16.06.2009 · Wer erhält in Deutschland die höchsten Agrarsubventionen? Nicht etwa kleine Bauern - sondern große Nahrungsmittelkonzerne: Südzucker steht an der Spitze, aber auch an Molkereien, Süßwarenfirmen oder Fleischverarbeiter fließt viel Geld.
Nahrungsmittelkonzerne erhalten hierzulande die höchsten EU-Agrarsubventionen. Wie aus einer am Dienstag veröffentlichten Datenbank der Bundesregierung hervorgeht, geht das meiste Geld an Zuckerproduzenten, Molkereien, Süßwarenhersteller oder Fleischverarbeiter.
Bei den Landwirten fließen die höchsten Subventionen an große Agrarbetriebe in Ostdeutschland. Südzucker erhielt im vergangenen Jahr rund 34,4 Millionen Euro von der EU und führt die Rangfolge der Subventionsempfänger damit mit großem Abstand an. Dahinter rangieren unter anderem mehrere Zucker- und Stärkeproduzenten mit mehreren Millionen an EU-Geld. Unter den Top-Subventions-Beziehern ist auch die deutsche Filiale des französischen Geflügelkonzerns Doux, die Molkereikonzerne Nordmilch und Campina oder die Schokoladenhersteller Storck und Ferrero.
Wofür die Konzerne die Zahlungen der EU genau erhielten, geht aus der Aufstellung nicht hervor. Das Prinzip hinter den Zahlungen an die Unternehmen ist aber folgendes: Die Firmen kaufen ihre Agrar-Rohstoffe in Europa ein, wo diese aber relativ teuer sind. Um den Wettbewerbsnachteil der Firmen auszugleichen, schießt Brüssel dann Geld aus dem EU-Agrartopf zu. Wer wieviele Subventionen bekommt ist offiziell im Internet über eine Suchmaske abrufbar (siehe dazu auch: www.agrar-fischerei-zahlungen.de)
Die größten Zahlungen bei den Landwirten erhielten große Agrarbetriebe in Ostdeutschland. Mehrere der dortigen Agrargenossenschaften, die historisch bedingt riesige Flächen bewirtschaften, erhalten weit mehr als eine Million Euro pro Jahr aus Brüssel. Der größte dieser Agrarbetriebe, die Osterhuber Agrar GmbH in Mecklenburg-Vorpommern, erhielt mehr als vier Millionen Euro. Die EU hatte ihre Subventionspolitik seit dem Jahr 2005 umgestellt. Früher wurde vor allem die produzierte Menge subventioniert, was zu den berüchtigten Butterbergen und Milchseen geführt hatte. Inzwischen ist das Geld aus Brüssel vor allem an die Fläche geknüpft, die ein Bauer bewirtschaftet. Kritiker monieren, dass dadurch vor allem rationalisierte Großbetriebe bevorzugt werden. Sie erhalten je Arbeitskraft mehr Geld aus Brüssel.

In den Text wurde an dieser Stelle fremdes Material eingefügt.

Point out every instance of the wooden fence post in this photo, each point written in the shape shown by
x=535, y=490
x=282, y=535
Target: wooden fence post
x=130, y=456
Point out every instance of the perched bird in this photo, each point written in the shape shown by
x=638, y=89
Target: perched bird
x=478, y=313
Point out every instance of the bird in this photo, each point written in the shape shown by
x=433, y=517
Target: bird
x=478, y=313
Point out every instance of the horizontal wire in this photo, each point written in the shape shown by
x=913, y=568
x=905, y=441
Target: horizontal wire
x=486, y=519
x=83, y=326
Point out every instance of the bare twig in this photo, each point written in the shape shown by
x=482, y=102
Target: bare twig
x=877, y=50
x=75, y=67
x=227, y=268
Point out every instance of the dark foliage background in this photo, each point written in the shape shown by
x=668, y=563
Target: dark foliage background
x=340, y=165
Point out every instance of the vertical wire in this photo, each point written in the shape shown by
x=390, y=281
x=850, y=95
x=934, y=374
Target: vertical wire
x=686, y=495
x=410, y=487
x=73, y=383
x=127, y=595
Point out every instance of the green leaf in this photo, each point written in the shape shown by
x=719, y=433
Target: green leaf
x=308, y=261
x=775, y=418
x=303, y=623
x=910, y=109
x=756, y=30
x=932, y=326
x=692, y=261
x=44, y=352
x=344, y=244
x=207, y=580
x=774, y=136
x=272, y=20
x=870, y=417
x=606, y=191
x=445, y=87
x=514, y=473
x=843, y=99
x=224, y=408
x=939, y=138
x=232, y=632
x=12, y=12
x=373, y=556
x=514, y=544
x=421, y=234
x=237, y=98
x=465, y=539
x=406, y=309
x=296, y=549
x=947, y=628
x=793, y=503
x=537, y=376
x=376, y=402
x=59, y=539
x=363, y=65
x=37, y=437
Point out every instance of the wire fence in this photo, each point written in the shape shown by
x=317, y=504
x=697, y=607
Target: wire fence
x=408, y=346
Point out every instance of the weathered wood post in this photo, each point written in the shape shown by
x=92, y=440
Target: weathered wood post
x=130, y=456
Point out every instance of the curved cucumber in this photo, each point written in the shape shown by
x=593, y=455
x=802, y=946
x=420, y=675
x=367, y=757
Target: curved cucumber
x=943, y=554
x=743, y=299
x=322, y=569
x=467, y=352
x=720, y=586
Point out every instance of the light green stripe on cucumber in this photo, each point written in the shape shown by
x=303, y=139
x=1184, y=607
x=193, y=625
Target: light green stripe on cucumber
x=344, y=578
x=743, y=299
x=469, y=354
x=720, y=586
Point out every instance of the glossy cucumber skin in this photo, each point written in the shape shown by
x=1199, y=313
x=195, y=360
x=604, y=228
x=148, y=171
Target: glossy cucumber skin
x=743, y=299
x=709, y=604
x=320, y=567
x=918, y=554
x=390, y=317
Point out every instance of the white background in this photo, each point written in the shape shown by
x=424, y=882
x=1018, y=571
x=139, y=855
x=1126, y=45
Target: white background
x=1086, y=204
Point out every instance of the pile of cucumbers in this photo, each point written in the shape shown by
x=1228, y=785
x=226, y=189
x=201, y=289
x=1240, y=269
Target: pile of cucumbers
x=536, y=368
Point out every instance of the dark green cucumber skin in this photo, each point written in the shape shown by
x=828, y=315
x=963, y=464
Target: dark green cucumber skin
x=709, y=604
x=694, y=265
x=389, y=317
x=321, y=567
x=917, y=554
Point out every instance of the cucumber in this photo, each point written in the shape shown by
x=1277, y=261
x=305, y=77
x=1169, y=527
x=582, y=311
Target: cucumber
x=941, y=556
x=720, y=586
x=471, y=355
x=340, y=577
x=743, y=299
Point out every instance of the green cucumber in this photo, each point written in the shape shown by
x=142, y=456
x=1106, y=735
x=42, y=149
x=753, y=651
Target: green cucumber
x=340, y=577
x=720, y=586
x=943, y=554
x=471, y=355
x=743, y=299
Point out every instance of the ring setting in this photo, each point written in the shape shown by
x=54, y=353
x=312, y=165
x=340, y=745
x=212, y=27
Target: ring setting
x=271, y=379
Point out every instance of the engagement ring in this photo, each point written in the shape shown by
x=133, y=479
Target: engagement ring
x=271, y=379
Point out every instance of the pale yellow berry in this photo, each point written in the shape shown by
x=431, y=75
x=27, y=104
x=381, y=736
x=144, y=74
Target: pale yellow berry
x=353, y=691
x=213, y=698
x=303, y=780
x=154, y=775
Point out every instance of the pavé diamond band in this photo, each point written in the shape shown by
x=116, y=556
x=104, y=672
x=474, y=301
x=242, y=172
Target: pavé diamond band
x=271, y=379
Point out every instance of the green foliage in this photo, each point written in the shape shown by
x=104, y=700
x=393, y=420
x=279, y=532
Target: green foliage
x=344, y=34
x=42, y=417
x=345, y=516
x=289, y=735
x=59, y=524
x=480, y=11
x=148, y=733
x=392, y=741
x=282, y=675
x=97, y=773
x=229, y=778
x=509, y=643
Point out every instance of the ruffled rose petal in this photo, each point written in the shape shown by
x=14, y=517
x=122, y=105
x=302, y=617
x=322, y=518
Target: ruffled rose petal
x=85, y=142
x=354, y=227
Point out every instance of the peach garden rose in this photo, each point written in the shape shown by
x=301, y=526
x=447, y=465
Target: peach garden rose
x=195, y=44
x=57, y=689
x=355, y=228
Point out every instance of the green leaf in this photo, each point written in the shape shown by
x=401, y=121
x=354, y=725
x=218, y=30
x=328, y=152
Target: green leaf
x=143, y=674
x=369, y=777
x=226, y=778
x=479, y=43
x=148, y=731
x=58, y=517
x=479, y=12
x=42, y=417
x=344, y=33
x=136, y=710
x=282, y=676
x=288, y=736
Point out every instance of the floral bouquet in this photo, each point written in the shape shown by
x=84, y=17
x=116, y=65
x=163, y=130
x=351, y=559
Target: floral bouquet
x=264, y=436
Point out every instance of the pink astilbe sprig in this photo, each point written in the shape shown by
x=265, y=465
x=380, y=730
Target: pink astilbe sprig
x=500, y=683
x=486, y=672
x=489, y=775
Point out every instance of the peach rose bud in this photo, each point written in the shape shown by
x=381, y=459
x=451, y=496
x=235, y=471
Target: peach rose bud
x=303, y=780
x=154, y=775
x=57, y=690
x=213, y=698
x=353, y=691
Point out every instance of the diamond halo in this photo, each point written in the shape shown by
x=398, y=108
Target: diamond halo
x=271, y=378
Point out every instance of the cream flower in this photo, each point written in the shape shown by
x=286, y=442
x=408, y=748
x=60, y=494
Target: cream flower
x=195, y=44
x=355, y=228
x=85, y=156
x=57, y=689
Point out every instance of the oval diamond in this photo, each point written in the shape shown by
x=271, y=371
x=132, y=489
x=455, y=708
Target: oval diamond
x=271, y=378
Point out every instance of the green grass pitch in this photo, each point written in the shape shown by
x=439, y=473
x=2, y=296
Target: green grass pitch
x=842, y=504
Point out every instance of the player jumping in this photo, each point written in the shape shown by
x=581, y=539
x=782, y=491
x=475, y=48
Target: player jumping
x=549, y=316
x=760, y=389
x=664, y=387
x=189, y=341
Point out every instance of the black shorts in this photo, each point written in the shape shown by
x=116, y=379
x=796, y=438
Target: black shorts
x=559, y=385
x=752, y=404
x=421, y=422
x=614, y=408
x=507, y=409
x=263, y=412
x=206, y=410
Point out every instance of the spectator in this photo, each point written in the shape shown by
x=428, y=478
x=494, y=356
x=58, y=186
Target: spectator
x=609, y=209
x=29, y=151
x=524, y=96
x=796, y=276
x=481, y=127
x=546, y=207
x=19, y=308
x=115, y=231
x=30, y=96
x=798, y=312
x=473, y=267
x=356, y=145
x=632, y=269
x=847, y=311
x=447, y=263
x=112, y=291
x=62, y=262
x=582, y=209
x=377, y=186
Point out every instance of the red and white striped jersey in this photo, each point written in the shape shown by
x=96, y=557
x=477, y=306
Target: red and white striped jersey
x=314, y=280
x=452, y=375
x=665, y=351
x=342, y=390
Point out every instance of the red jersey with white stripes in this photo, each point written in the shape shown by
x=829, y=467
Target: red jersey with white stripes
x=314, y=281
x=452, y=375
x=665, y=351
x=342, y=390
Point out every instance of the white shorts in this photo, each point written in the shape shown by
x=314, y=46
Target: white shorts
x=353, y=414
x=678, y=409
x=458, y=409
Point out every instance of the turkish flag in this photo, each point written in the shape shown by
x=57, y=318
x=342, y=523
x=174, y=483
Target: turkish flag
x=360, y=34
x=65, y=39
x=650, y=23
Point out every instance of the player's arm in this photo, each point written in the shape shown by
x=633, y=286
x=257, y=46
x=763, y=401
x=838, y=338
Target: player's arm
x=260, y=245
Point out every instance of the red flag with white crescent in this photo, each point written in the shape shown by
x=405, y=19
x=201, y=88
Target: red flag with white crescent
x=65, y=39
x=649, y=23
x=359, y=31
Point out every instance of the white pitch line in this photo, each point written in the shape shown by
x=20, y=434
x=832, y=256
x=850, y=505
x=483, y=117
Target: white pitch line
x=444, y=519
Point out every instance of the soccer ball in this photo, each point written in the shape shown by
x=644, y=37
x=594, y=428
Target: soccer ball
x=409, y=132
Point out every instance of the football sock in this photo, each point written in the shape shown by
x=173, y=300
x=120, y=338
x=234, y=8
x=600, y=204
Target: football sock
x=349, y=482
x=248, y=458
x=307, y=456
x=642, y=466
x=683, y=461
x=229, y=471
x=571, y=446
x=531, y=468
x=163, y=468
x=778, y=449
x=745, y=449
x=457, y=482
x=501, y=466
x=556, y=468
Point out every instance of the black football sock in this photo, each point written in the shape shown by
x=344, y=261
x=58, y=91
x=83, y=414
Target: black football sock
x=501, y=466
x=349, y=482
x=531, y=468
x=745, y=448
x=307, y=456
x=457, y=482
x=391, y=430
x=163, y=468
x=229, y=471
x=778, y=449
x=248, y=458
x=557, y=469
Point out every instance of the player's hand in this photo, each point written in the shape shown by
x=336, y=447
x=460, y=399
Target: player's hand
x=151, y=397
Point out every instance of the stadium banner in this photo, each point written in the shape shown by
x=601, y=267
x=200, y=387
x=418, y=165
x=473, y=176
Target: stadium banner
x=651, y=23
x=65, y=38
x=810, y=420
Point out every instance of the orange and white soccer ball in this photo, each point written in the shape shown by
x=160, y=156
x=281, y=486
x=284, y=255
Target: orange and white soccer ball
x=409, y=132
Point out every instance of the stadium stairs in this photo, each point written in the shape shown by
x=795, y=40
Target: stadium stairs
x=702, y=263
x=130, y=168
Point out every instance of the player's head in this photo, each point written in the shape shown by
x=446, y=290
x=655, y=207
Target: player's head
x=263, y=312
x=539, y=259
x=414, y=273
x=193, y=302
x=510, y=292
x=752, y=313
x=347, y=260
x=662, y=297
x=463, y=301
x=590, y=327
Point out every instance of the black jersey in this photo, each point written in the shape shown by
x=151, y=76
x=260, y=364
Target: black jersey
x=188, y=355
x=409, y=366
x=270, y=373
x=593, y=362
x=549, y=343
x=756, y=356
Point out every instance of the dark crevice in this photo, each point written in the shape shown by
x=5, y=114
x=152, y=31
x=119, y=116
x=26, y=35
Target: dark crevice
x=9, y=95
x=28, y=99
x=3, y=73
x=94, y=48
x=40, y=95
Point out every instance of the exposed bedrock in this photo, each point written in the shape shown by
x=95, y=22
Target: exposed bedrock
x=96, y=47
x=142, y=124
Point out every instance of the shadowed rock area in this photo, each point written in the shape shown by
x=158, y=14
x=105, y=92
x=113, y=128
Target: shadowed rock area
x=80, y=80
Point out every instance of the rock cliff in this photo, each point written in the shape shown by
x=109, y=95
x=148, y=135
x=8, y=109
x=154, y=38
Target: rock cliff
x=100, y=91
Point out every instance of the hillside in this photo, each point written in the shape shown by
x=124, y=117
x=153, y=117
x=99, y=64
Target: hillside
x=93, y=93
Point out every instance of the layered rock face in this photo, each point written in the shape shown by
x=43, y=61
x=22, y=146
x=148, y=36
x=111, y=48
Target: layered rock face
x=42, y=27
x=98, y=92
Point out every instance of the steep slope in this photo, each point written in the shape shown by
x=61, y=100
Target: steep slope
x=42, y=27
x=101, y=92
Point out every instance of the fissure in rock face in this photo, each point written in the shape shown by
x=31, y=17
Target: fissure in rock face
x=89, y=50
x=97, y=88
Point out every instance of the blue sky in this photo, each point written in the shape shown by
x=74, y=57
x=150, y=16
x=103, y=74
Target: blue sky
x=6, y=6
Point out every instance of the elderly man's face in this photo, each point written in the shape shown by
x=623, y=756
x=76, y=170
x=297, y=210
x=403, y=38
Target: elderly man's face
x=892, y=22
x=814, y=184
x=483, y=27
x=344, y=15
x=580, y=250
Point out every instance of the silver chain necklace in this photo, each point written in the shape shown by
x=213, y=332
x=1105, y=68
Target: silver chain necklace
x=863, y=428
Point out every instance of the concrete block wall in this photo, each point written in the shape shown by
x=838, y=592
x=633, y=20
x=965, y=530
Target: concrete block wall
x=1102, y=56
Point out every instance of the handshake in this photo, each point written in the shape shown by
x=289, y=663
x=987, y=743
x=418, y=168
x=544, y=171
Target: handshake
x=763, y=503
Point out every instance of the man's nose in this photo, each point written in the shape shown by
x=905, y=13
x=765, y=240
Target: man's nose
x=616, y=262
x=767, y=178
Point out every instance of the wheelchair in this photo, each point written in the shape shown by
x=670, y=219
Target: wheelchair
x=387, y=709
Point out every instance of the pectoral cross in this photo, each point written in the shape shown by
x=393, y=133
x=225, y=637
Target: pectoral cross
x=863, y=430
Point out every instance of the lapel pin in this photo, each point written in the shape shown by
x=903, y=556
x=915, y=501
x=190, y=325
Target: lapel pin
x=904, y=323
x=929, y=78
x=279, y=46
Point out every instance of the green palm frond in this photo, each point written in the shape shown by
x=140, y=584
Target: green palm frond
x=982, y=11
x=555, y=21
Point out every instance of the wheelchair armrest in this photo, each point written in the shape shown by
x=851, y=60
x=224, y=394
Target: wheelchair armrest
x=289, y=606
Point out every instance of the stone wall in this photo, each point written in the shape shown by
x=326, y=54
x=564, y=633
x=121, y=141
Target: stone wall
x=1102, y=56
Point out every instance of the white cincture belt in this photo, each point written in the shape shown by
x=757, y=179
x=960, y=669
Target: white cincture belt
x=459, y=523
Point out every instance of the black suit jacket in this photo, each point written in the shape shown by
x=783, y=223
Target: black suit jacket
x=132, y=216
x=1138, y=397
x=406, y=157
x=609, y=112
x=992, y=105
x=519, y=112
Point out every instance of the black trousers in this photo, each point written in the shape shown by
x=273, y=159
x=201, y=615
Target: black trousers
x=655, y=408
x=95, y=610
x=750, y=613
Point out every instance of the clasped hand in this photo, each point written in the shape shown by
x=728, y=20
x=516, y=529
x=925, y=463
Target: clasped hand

Allerdings fließen inzwischen auch EU-Subventionen in die nachhaltige Landwirtschaft und die Erhaltung ländlicher Räume. Dies ist aber der weitaus geringere Teil der Hilfsgelder. Hier bekam im vergangenen Jahr das Land Schleswig-Holstein die höchsten Subventionen mit rund zehn Millionen Euro. Auch andere Länder mit größeren ländlichen Regionen wie Mecklenburg-Vorpommern oder Baden-Württemberg sowie die Stiftung Naturschutz erhielten Millionenbeträge.
Die Bundesregierung veröffentlichte mit der Liste erstmals die Empfänger der Agrarsubventionen in Deutschland. Die anderen EU-Länder hatten dies Ende April gemacht. Deutschland hatte mit Verweis auf anhängige Klagen von Landwirten die Empfänger zunächst nicht veröffentlicht, obwohl es 2006 das EU-Gesetz zur Offenlegung mitbeschlossen hatte. Die Liste der Empfänger ist immer noch nicht komplett, weil Bayern sich gegen die Offenlegung der Zahlungen sperrt. Wegen der Ablehnung der Offenlegung aus Bayern kündigte die EU-Kommission am Dienstag ein Vertragsverletzungsverfahren gegen Deutschland an.
Im Zuge der Veröffentlichung wurde auch bekannt, dass Subventionen an mehrere Prominente fließen, unter anderem an die britische Königin Elizabeth II (siehe dazu auch: Agrarsubventionen: Die feinen Bauern).